Meshes of the Afternoon (1943) – Co-directed with Alexander Hammid, Deren’s most famous film is a staple of undergraduate and graduate students’ classes for a good reason. It is a fascinating exploration of identity, sexuality, violence and the border between reality and fantasy. We are never quite sure where the dream ends and real life begins for Deren’s unnamed character. (By the way, her look strikes me as unique. Hollywood actresses definitely did not wear their hair like she did.) What does the key signify? The knife? The man in the film (played by Hammid, who was married to Deren at the time)? The great thing about Deren’s films is that they are open to interpretation. There is no one “right” answer, despite what some critics might try to tell you. The only thing we can know for certain is that Deren put those images together in a particular way; in addition to all her functions as director, screenwriter and “star,” she was also the film’s editor.
At Land (1944) – Again Deren explores the possibility of multiple selves existing all at once.

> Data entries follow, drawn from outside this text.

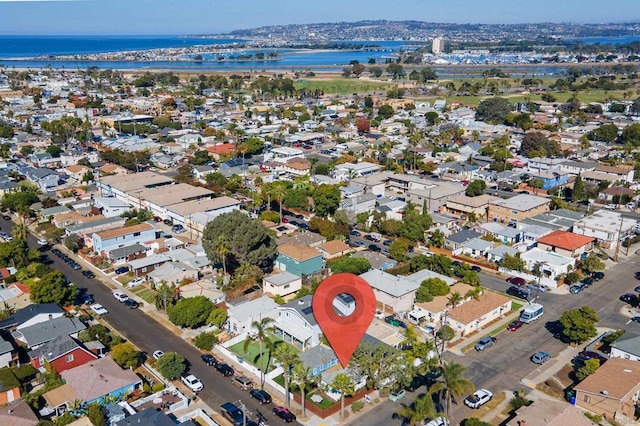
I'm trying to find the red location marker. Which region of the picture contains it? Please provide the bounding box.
[312,273,376,367]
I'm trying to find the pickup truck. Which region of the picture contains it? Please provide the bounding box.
[181,374,203,392]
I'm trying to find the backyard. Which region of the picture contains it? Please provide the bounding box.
[228,334,294,373]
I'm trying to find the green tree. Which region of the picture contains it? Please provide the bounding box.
[433,361,474,418]
[500,253,527,272]
[156,352,186,381]
[475,97,513,123]
[400,212,432,242]
[421,278,450,297]
[521,131,561,157]
[330,257,371,274]
[559,306,599,344]
[0,121,14,138]
[202,210,276,272]
[154,282,178,311]
[244,317,276,389]
[621,122,640,147]
[465,180,486,197]
[168,296,215,328]
[110,342,142,369]
[579,254,605,275]
[86,402,107,426]
[191,150,211,165]
[64,234,83,253]
[378,104,395,119]
[331,373,355,421]
[576,358,600,380]
[572,173,586,201]
[398,389,442,426]
[273,343,299,408]
[349,341,403,390]
[388,239,409,261]
[193,331,219,351]
[313,184,341,217]
[429,230,445,248]
[586,123,619,142]
[214,235,230,277]
[207,307,228,327]
[31,271,78,306]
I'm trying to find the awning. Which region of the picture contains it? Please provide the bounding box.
[275,318,312,343]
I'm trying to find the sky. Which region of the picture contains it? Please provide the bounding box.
[0,0,639,36]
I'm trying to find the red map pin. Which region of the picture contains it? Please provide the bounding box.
[312,273,376,367]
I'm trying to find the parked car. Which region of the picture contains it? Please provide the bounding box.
[507,286,529,299]
[272,405,296,422]
[383,239,393,246]
[201,354,217,366]
[528,283,548,292]
[215,363,234,376]
[249,389,272,404]
[123,299,139,309]
[368,244,381,252]
[127,277,145,288]
[464,389,493,409]
[578,351,608,364]
[507,320,525,331]
[349,230,361,237]
[152,350,164,360]
[592,271,605,281]
[181,374,203,392]
[163,219,173,226]
[2,215,11,220]
[474,336,496,351]
[36,239,48,246]
[389,388,407,402]
[471,265,482,272]
[531,351,551,364]
[232,375,254,390]
[78,293,94,305]
[115,266,129,274]
[506,277,526,286]
[172,224,185,233]
[425,417,449,426]
[112,291,128,302]
[570,283,587,294]
[82,270,95,279]
[90,304,108,316]
[630,317,640,323]
[221,402,245,426]
[622,293,639,303]
[405,375,425,392]
[581,277,595,286]
[424,369,442,385]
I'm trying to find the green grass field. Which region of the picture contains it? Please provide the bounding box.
[229,334,293,372]
[294,78,393,95]
[133,288,156,304]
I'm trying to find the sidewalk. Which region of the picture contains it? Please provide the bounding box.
[448,308,521,356]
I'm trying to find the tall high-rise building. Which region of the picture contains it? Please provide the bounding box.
[432,37,445,54]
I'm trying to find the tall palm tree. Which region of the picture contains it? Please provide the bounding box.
[433,361,474,418]
[447,291,463,309]
[292,363,313,418]
[243,317,276,389]
[398,388,443,426]
[214,235,230,277]
[273,343,299,408]
[270,183,287,220]
[464,286,483,301]
[331,372,354,421]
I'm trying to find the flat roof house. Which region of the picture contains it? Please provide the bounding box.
[488,194,551,226]
[572,210,637,249]
[360,269,419,314]
[263,271,302,298]
[226,296,278,335]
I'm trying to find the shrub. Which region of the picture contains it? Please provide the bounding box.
[168,296,215,328]
[193,331,219,351]
[564,272,581,285]
[13,364,37,382]
[378,388,390,397]
[152,382,165,393]
[351,400,365,412]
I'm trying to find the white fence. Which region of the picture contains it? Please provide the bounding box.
[498,268,557,288]
[176,408,219,426]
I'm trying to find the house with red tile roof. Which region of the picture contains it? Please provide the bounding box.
[536,230,595,258]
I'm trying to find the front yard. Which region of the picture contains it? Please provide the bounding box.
[228,334,293,372]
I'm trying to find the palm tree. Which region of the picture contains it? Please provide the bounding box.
[243,317,276,389]
[398,389,444,426]
[447,291,463,309]
[331,372,354,421]
[214,235,230,277]
[433,361,474,418]
[292,363,313,418]
[154,282,176,311]
[11,223,27,241]
[464,286,483,301]
[270,183,287,220]
[273,343,299,408]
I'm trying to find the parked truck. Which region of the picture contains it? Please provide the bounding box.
[520,303,544,323]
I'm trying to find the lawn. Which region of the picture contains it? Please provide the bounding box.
[133,288,156,305]
[229,334,293,372]
[294,78,393,95]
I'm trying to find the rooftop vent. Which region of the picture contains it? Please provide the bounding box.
[601,390,609,395]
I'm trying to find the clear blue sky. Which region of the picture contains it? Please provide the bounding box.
[1,0,638,35]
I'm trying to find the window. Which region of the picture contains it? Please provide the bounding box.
[583,395,590,403]
[133,232,141,237]
[66,354,74,363]
[39,356,44,366]
[284,284,290,289]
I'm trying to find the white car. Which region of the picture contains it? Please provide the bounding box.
[464,389,493,409]
[152,350,164,360]
[181,374,204,392]
[37,239,48,246]
[127,277,145,288]
[90,304,108,316]
[112,291,128,302]
[425,417,449,426]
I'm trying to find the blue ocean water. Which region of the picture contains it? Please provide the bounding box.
[563,35,640,44]
[0,35,246,58]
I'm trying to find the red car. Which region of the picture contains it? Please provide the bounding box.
[507,320,524,331]
[272,405,296,423]
[506,277,526,286]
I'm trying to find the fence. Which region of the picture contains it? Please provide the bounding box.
[176,408,220,426]
[291,387,370,418]
[130,386,190,412]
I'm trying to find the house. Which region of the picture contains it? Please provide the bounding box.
[0,368,20,406]
[593,164,635,183]
[274,295,321,350]
[445,194,497,218]
[519,209,585,232]
[0,337,16,368]
[298,345,339,376]
[107,243,147,265]
[488,194,551,226]
[598,186,635,204]
[458,237,494,258]
[506,398,597,426]
[536,230,595,258]
[318,240,351,260]
[42,357,142,417]
[178,279,226,305]
[276,231,326,249]
[146,262,198,286]
[91,223,156,256]
[63,164,90,183]
[29,334,98,373]
[574,357,640,423]
[519,248,576,287]
[0,400,39,426]
[24,167,60,191]
[351,251,397,271]
[12,316,86,349]
[0,303,64,331]
[92,197,132,218]
[486,245,519,263]
[98,163,129,176]
[263,271,302,298]
[480,223,522,245]
[127,254,171,277]
[610,332,640,361]
[360,269,419,313]
[445,229,482,252]
[572,210,636,249]
[114,406,197,426]
[226,296,279,335]
[275,244,324,277]
[339,193,378,215]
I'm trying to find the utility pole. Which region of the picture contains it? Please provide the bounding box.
[614,216,625,262]
[237,400,251,426]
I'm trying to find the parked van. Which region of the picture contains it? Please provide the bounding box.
[520,303,544,323]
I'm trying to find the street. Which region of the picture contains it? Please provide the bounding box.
[350,255,640,426]
[0,216,297,426]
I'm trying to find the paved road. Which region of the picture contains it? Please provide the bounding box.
[350,255,640,426]
[0,216,295,426]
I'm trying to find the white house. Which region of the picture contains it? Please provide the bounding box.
[263,271,302,298]
[572,210,637,249]
[610,332,640,362]
[519,248,576,287]
[92,197,132,218]
[360,269,419,314]
[274,295,322,351]
[226,296,279,335]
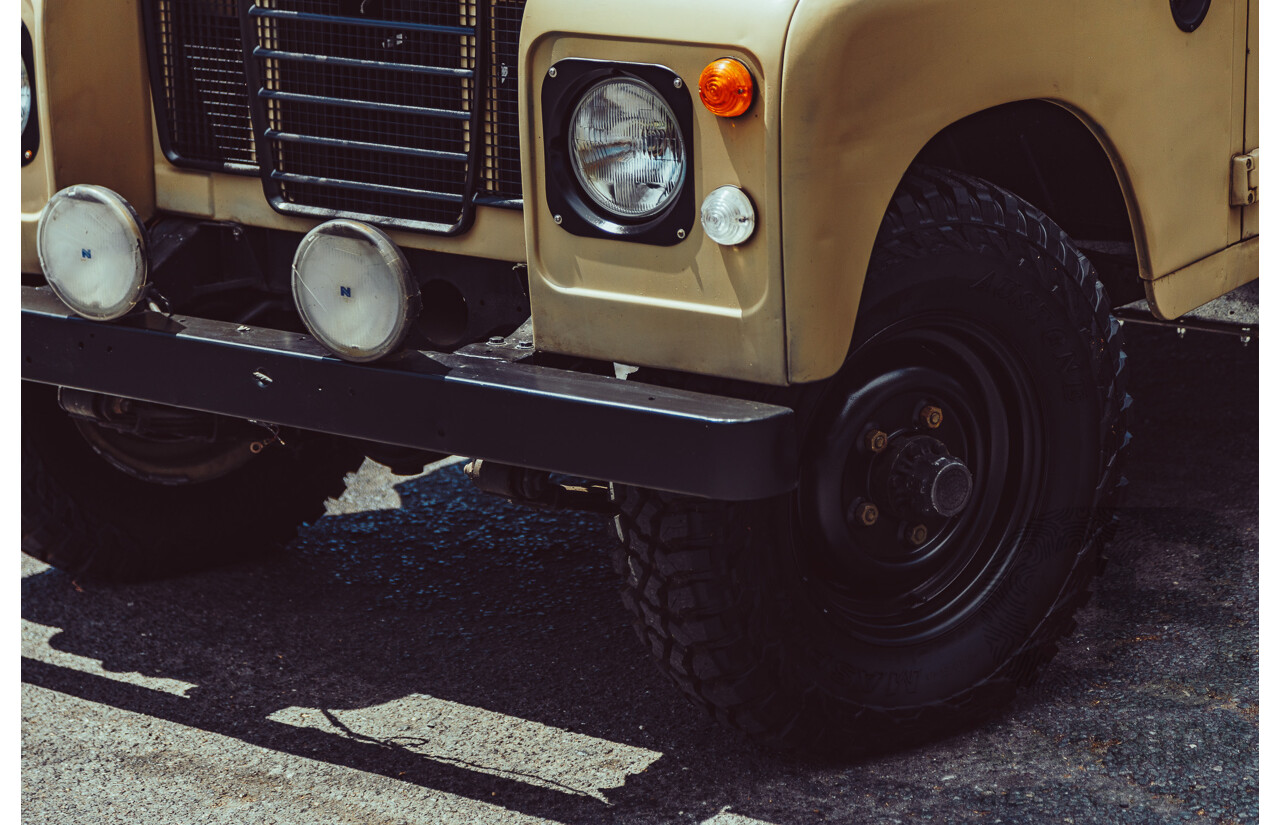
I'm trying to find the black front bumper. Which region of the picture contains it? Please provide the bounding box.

Disparate settings blend into one another; a beach scene suddenly turns into a nightclub or casino, which is simultaneously indoors and also a jungle. You just have to watch the film to see it because it’s the kind of thing that can’t be explained logically. Besides Deren and Alexander Hammid, the film’s cast also includes composer John Cage, writer Parker Tyler and a photographer named Hella Heyman, who served as the film’s co-cinematographer with Alexander Hammid and who married Hammid after he and Deren divorced in 1947. The film also features a surreal seaside chess match that predates Ingmar Bergman’s The Seventh Seal (1957) by thirteen years.
Ritual in Transfigured Time (1946) – Again Deren plays with notions of temporality and repetition. Freeze-frames are utilized and the incorporation of modern dance enhances the sense of artistic expression, all shot by cinematographer Hella Heyman. Famous writers Anaïs Nin and a young Gore Vidal make appearances in the film, while the two dancers who play the film’s leads are Rita Christiani and Frank Westbrook. Three years earlier the Trinidad-born Christiani played the title character in the musical number “Ice Cold Katie” in Thank Your Lucky Stars, performing alongside Hattie McDaniel and Willie Best.
Ensemble for Somnambulists (1951) – A collection of dancers drift around in dreamlike motions as Deren’s handheld camerawork captures their movements. Besides writing, producing and directing the scenario, Deren was one of the choreographers too, so her level of involvement goes beyond simply having the idea. The swaying, whirling figures that populate this six-minute world float as if they really were sleepwalking.